When asked about half-node steps, Mr. Anderka pointed out, that such things must be looked at from different angles. When the competition will manufacture at the half node step of 28nm, Intel will already have their 22nm lines in full production. Also developing a process is always a tradeoff between investment and reward. For now Intel’s full node steps aligned very well with their product cycles, so additional intermediate steps wouldn’t make a lot of sense at this point. Generally Intel develops manufacturing processes with some goal in mind, like x% performance improvement or a y% reduction in power consumption compared to a previous generation. Mark Bohr already hinted at the following 14nm step, which is another full node down from 22nm. A technology roadmap published by Intel even shows 10nm as well, so it looks like Intel will stick with full node shrinks for at least two more generations. But at this point Intel made it very clear that they have just announced this major breakthrough at 22nm, so they are clearly not talking about 14nm now.
When asked how Intel works together with other emiconductor manufacturers on technology development, Christian noted there is already a lot of cooperation in the industry up to a certain point.

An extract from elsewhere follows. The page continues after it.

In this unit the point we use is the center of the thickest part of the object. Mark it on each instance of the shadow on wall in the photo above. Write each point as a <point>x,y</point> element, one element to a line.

Intel took the approach to lay the groundwork together with other researchers and companies, but then try to beat them to market at the end of the day. Until now this strategy seems to have worked out rather well, considering Intel is almost a full generation ahead of the competition. But Intel pointed out, that cooperation on some technologies is truly required in order to ensure healthy development of tools or wafer suppliers. For example, there is a joint effort on 450mm wafers. Also while Intel doesn’t provide us with an official timeline, it says that it cooperates with a lot of other companies on getting EUV ready. Industry analysts estimate this lithography technology to be widely used only in 2015.